23 Ekim 2010 Cumartesi

Federer Rekor İçin

Dünya 2 numarası Roger Federer, bu hafta ATP 250 turnuvası olan Stockholm'de mücadele ediyor ve bugün yarı finalde Ljubicic'i iki sette geçerek finale çıktı. Çeyrek finalde Wawrinka karşısında 2-6 0-2'den geri dönmüştü İsviçreli. Bugün de Ljubicic ilk sette servislerini set için atarken servis kırdırdı. İki maçı da kesik kesik izledim ve Federer'in Shanghai'daki oyunundan daha uzakta olduğunu söyleyebilirim ama zayıf bir turnuva olduğu için bir şekilde finale çıkmayı başardı. Eğer Federer yarın Alman Florian Mayer'e karşı kazanırsa kariyerindeki 64. şampiyonluğunu kazanarak Pete Sampras'ın bu sayısını egale etmiş olacak.

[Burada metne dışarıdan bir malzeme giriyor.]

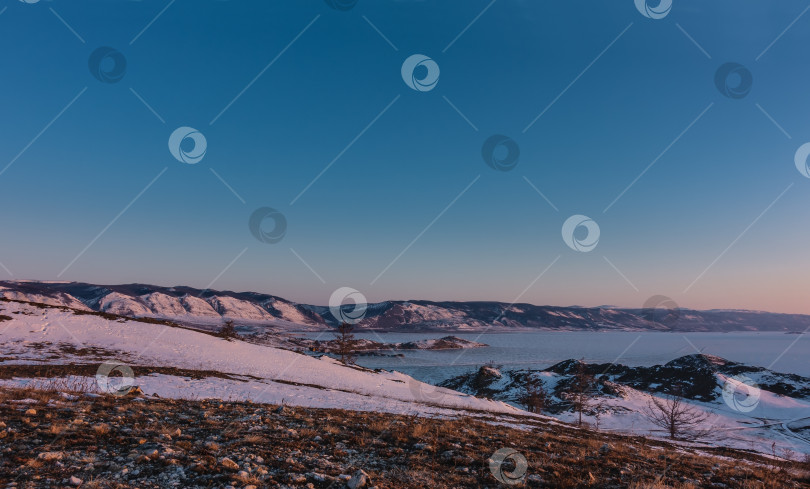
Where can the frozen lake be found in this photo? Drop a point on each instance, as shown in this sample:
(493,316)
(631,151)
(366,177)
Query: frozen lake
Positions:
(779,351)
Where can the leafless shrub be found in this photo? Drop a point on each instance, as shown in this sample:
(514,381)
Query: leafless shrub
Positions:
(677,417)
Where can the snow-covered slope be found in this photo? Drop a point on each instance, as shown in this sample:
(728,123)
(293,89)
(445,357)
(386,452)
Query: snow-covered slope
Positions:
(227,369)
(749,407)
(206,307)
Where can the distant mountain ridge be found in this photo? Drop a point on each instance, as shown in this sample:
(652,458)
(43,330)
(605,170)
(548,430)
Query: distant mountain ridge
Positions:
(196,306)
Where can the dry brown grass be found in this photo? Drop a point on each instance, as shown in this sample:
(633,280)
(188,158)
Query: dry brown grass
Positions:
(399,451)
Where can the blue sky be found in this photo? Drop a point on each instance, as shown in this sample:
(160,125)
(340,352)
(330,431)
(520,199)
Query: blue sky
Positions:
(716,221)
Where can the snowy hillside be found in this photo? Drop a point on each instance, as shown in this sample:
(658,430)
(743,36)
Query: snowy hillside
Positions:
(211,307)
(748,407)
(180,363)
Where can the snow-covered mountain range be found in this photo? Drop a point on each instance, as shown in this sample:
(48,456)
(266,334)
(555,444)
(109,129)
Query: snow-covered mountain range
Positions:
(195,306)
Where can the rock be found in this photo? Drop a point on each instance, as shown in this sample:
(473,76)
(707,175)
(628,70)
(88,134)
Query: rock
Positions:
(229,464)
(359,480)
(51,456)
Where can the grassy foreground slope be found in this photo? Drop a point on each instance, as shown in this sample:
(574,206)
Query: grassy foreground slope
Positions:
(56,439)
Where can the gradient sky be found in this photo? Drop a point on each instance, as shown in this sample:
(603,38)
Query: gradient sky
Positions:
(690,222)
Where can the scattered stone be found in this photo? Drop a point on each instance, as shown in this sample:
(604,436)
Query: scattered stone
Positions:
(359,480)
(51,456)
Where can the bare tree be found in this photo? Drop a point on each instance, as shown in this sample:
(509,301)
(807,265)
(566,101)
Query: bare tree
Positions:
(536,397)
(677,417)
(344,343)
(228,330)
(581,391)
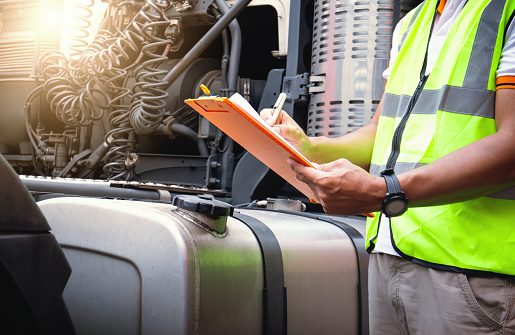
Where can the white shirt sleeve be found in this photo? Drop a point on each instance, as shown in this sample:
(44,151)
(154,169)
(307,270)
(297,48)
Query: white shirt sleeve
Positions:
(507,62)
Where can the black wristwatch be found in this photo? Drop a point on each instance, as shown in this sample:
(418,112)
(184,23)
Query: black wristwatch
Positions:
(395,203)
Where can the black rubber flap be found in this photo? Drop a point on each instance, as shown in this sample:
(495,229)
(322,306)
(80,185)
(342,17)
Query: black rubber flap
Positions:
(18,210)
(33,274)
(204,204)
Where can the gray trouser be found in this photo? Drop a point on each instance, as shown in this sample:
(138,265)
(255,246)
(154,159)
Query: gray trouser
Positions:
(406,298)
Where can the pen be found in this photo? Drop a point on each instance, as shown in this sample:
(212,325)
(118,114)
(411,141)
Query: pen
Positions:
(278,107)
(205,89)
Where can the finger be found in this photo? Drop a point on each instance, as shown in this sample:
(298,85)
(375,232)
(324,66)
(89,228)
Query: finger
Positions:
(304,173)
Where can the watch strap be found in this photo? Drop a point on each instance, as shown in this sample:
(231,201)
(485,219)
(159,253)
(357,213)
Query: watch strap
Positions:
(392,183)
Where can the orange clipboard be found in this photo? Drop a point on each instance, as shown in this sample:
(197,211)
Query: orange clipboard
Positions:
(264,144)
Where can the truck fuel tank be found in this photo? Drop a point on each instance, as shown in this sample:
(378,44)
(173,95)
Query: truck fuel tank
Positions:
(155,268)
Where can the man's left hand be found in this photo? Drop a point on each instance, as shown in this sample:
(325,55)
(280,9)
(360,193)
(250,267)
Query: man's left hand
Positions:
(342,187)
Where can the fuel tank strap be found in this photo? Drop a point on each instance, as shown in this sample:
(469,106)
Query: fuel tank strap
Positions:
(274,292)
(362,256)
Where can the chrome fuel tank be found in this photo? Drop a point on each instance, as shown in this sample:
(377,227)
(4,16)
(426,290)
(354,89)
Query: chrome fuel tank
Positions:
(150,268)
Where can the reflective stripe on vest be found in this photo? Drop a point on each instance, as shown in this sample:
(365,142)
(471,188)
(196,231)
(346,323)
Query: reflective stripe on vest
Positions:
(456,108)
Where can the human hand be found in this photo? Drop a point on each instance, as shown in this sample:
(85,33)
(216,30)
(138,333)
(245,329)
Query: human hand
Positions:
(289,129)
(342,187)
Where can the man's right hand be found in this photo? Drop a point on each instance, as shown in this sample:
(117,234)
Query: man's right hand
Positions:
(289,129)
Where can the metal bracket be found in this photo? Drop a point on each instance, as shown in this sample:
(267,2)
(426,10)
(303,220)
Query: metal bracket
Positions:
(296,87)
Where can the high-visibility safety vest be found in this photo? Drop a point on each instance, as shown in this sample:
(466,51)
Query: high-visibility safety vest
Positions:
(455,107)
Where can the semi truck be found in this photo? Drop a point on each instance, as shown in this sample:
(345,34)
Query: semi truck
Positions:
(125,212)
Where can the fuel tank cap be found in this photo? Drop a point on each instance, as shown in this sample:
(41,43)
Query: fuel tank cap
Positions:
(203,204)
(205,211)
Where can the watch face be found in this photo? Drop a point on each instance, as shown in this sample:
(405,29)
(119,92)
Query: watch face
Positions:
(396,206)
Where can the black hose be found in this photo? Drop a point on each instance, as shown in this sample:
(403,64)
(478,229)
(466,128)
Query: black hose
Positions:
(205,41)
(234,63)
(189,133)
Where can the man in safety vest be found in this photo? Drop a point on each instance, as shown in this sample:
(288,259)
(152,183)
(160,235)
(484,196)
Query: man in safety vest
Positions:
(440,152)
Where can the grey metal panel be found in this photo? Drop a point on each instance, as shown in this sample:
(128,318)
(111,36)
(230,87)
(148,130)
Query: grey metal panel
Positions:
(119,279)
(351,45)
(478,75)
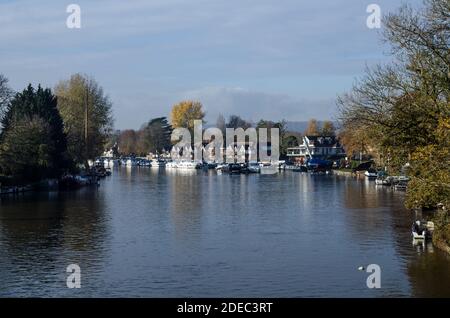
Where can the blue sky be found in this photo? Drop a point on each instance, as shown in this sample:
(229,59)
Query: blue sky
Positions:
(257,58)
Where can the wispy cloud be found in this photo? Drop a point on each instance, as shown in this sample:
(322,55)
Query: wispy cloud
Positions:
(147,54)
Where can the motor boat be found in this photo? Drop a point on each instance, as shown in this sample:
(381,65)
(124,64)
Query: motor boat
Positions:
(158,163)
(171,165)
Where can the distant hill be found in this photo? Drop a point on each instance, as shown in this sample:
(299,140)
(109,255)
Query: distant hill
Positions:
(300,126)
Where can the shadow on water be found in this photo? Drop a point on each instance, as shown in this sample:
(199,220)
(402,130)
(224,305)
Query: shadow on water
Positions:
(42,233)
(161,233)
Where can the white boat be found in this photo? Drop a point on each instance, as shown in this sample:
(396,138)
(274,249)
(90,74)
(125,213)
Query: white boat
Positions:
(158,163)
(171,165)
(131,163)
(221,166)
(188,165)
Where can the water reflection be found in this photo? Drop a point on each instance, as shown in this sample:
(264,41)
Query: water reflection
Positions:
(157,232)
(41,234)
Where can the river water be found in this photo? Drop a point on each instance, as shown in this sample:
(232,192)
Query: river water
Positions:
(150,232)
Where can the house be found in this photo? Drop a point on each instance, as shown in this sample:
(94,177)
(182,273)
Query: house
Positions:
(322,147)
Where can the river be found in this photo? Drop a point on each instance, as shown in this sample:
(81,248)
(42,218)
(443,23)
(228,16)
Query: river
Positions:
(149,232)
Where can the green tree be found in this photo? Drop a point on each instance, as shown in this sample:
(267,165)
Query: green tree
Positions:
(33,144)
(81,100)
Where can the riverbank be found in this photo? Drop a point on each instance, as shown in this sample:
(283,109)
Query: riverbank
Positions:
(441,235)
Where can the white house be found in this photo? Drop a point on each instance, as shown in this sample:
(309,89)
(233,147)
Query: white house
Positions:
(317,147)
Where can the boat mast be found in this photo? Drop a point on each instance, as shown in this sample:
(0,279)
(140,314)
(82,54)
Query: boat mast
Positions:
(86,122)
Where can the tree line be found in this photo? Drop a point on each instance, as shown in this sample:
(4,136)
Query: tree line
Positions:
(45,133)
(400,112)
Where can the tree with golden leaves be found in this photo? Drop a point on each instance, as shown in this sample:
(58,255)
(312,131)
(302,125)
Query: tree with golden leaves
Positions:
(312,128)
(184,113)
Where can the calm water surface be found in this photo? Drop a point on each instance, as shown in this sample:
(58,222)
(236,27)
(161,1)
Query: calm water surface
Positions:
(158,233)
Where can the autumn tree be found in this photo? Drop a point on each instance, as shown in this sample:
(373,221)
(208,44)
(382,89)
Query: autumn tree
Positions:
(404,103)
(328,129)
(156,135)
(184,113)
(312,129)
(83,104)
(128,142)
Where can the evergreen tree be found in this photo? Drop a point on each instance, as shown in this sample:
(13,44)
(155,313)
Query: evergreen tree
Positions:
(33,144)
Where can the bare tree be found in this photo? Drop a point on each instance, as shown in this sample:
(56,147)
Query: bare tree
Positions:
(5,93)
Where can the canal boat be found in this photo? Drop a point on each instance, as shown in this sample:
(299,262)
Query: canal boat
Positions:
(187,165)
(158,163)
(300,168)
(171,165)
(254,167)
(371,174)
(422,230)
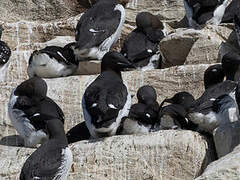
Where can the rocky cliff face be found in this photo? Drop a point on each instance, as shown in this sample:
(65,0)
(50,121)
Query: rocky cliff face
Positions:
(30,25)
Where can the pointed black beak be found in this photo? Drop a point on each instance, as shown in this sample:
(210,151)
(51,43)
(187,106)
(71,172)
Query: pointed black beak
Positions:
(165,100)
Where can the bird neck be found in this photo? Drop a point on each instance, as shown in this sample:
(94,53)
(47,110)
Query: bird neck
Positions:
(56,130)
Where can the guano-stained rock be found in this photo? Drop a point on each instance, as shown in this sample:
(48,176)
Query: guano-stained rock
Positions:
(160,155)
(227,167)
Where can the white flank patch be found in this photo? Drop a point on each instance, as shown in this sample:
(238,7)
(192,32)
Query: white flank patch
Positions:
(62,56)
(218,14)
(88,119)
(207,122)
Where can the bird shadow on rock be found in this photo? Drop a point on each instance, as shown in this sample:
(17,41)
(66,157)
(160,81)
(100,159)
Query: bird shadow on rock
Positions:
(13,140)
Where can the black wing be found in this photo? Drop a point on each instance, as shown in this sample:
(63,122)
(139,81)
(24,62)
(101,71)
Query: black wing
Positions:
(43,163)
(105,99)
(236,21)
(96,25)
(214,92)
(59,53)
(49,110)
(5,52)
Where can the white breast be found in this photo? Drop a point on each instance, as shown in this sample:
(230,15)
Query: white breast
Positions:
(43,66)
(23,126)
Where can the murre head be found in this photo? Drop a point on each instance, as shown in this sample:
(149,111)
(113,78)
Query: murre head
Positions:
(1,30)
(150,25)
(222,102)
(146,94)
(34,88)
(230,65)
(184,99)
(214,74)
(115,61)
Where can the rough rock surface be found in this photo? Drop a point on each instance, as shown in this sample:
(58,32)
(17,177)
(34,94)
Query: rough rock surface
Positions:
(34,24)
(67,92)
(161,155)
(226,138)
(227,167)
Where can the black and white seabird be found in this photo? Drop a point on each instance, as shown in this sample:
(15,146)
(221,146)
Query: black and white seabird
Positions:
(99,29)
(204,12)
(53,159)
(141,46)
(143,116)
(236,22)
(53,61)
(215,106)
(27,103)
(107,100)
(175,115)
(231,10)
(5,51)
(213,75)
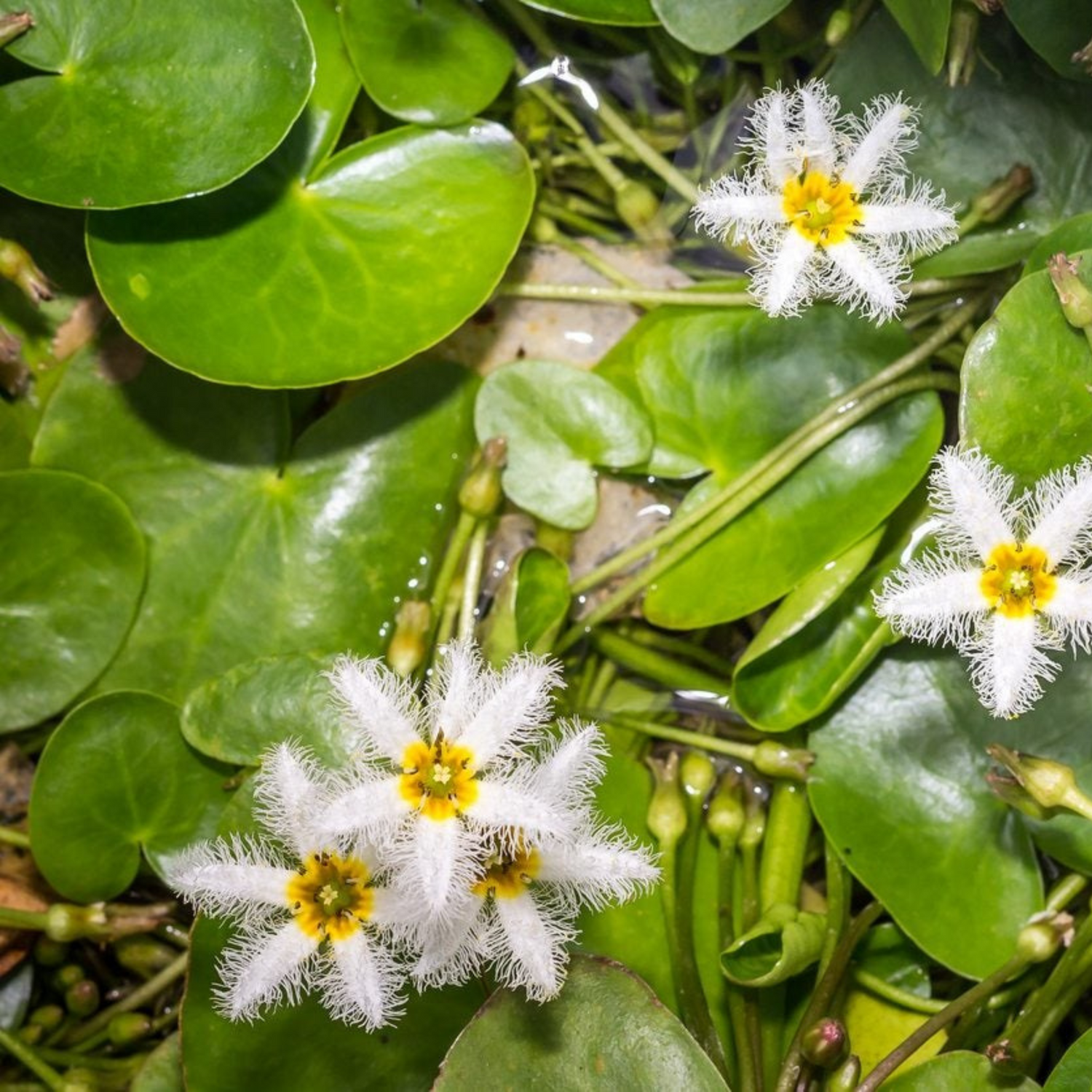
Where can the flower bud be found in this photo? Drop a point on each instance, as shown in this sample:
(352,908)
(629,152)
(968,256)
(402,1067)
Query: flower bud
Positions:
(668,817)
(826,1043)
(410,642)
(480,494)
(17,266)
(1074,294)
(777,760)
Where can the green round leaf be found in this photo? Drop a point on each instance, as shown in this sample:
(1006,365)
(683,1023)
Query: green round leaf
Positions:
(899,786)
(617,12)
(1026,382)
(960,1069)
(559,422)
(723,389)
(117,778)
(148,103)
(355,245)
(237,716)
(71,578)
(434,63)
(604,1030)
(259,545)
(299,1046)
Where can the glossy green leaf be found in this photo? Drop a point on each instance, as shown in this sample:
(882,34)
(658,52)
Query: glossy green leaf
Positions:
(711,26)
(1026,381)
(299,1046)
(237,716)
(1011,111)
(148,103)
(617,12)
(1055,30)
(530,609)
(604,1030)
(925,23)
(356,244)
(782,943)
(724,388)
(435,63)
(899,788)
(561,423)
(70,581)
(259,545)
(1074,1072)
(960,1069)
(116,779)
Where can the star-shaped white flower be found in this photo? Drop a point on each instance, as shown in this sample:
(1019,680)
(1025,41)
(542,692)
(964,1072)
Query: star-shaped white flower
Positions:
(825,203)
(307,910)
(441,780)
(1008,580)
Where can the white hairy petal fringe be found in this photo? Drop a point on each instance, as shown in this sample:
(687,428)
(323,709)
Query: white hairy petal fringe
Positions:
(1059,513)
(515,710)
(933,598)
(264,968)
(1008,665)
(360,981)
(971,497)
(380,710)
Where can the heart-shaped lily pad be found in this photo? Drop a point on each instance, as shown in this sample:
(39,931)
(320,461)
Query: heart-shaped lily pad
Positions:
(115,779)
(71,578)
(148,103)
(604,1026)
(434,63)
(1026,382)
(899,786)
(260,545)
(559,423)
(298,1045)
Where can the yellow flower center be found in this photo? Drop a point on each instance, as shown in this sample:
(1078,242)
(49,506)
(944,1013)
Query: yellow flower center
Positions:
(507,877)
(823,210)
(438,780)
(330,895)
(1016,580)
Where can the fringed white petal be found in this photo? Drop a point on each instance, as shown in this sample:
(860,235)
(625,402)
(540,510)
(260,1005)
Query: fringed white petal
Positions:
(933,600)
(377,707)
(1008,665)
(262,969)
(360,982)
(1061,515)
(971,496)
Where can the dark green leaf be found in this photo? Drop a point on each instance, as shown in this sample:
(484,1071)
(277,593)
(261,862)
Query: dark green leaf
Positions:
(604,1030)
(71,578)
(559,422)
(299,1046)
(435,63)
(146,103)
(257,552)
(115,779)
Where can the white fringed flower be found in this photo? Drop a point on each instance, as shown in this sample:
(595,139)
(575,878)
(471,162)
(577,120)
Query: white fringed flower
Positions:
(443,781)
(825,205)
(1008,581)
(307,910)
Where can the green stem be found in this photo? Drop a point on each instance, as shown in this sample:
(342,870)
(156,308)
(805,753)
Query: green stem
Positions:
(744,491)
(20,1051)
(655,666)
(938,1021)
(823,994)
(834,413)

Mayer demişken, o da çok sağlam oynuyor bu hafta. Çeyrek finalde Soderling'i 2 sette geçtikten sonra, bugün de Finli Jarkko Nieminen'i 4-6 6-4 7-6 ile geçti. Son sette 1 maç puanı kurtardı kendi servisinde. Soderling karşısında da ilk set tiebreak'ında 3-4 tane set puanı kurtarmıştı. Özellikle bugün Nieminen'e karşı etkileyici tenis oynadı ama bana göre Federer'i zorlayacak bir stili ve istikrarı yok. Ayrıca çok da yoruldu turnuvanın şu kısmına kadar. Federer bu sene çok fazla final maçı kaybetti ama bu şansını da harcamaz ve Sampras ile sayıları eşitler...

WTA Sezon Sonu Şampiyonası

Salı günü başlıyor Doha'da sezon sonu şampiyonası. Şöyle bir bakalım kimler var kimler yok...

İlk 10'dan Williams kardeşler sakatlık sebebiyle sezonu kapattılar. 1 numaralı seribaşı Wozniacki olacak. 2 numaralı seribaşı Zvonareva. Clijsters, Schiavone, Jankovic, Stosur, Dementieva ve Azarenka diye gidiyor... Kura mantığı yine aynı olacak geçen senelerde olduğu gibi. 1-2 numaralı seribaşılar ilk torba, 3-4 ikinci, 5-6 üçüncü, 7-8 dördüncü...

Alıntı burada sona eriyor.